## Tuesday, December 5, 2017

### Type I error rates for variable-rate/process Mk discrete character evolution model

Earlier today I described a new method for testing hypotheses about heterogeneity in the rate (or process) of discrete character evolution across a tree.

Although mathematically quite different, this methods owes its intellectual provenance to an article by Brian O'Meara & colleagues published nearly a dozen years ago in 2006. The tactic here is basically the same, but applied to discrete rather than continuous traits.

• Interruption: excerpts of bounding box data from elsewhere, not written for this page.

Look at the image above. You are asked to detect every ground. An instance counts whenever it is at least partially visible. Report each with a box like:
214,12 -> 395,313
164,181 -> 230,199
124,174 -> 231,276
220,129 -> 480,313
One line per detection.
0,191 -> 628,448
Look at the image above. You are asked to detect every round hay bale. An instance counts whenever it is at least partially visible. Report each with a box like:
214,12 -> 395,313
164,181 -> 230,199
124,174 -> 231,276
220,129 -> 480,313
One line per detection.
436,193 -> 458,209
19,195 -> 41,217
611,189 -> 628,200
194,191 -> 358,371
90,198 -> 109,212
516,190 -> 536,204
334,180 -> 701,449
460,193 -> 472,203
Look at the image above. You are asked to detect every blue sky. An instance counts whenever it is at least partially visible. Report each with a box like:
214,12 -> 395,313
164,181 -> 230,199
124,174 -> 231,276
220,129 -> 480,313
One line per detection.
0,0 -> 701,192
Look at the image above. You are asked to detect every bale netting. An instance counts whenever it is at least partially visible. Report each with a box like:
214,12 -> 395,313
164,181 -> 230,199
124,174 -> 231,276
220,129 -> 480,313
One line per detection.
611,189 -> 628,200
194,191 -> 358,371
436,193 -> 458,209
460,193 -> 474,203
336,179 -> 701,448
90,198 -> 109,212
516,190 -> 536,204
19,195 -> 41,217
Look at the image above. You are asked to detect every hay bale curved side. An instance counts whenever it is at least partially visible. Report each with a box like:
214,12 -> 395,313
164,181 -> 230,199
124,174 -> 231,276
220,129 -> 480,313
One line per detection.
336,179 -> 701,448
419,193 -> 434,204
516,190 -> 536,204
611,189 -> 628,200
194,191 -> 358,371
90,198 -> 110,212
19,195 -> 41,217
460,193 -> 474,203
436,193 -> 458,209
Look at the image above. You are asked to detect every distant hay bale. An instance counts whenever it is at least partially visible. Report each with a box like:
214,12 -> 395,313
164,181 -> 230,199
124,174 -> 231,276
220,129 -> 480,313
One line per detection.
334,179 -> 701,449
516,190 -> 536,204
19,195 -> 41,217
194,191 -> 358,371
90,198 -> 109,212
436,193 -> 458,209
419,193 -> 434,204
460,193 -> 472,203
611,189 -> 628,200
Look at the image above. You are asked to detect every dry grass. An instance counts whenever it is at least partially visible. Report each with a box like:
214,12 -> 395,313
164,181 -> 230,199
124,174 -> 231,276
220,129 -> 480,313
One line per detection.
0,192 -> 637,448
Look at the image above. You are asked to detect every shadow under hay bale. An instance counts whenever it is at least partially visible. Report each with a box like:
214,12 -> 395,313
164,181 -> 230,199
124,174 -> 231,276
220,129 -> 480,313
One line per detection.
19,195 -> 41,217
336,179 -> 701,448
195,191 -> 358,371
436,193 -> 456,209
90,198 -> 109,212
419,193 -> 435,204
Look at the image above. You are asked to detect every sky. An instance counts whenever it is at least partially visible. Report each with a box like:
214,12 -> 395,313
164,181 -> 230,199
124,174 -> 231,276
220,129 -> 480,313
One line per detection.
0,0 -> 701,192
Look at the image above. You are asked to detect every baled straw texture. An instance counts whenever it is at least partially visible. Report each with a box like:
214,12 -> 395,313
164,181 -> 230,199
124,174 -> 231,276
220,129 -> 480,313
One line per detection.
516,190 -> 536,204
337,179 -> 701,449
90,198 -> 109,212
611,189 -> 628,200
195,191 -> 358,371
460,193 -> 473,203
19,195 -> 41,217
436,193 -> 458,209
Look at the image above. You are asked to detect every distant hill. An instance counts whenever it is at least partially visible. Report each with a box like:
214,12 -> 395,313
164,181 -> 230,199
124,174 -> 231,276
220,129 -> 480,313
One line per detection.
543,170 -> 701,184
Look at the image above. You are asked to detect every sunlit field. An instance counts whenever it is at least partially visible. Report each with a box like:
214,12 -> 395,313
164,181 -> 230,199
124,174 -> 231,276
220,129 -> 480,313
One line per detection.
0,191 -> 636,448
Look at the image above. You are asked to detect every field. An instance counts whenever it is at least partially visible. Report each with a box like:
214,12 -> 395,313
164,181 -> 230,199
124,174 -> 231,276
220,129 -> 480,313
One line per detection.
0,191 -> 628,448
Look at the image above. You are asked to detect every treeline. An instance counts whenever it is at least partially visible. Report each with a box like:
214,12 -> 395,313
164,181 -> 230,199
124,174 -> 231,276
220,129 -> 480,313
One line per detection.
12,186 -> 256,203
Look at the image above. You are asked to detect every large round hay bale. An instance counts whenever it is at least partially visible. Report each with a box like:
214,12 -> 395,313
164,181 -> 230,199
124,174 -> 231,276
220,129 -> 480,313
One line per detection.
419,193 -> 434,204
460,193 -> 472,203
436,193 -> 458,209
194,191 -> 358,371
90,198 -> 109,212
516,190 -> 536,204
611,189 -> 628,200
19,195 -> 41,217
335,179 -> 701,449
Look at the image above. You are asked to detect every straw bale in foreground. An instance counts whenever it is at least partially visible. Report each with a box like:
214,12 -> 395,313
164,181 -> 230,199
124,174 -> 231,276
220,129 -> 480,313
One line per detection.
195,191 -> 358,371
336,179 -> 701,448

I just pushed another small update that modifies the `logLik` methods of the `"fitMk"` and `"fitmultiMk"` object classes to facilitate comparison of models in which the rate (or process) is either homogeneous (`"fitMk"`) or non-homogeneous (`"fitmultiMk"`) across the edges of the tree.

In ensuring too that full credit goes where it is due, I should note that for computing the likelihood I adapted Felsenstein's pruning algorithm as implemented in Emmanuel Paradis's ape package.

Below, I'll examine the type I error of the method when used in hypothesis testing against a homogeneous rate/process model.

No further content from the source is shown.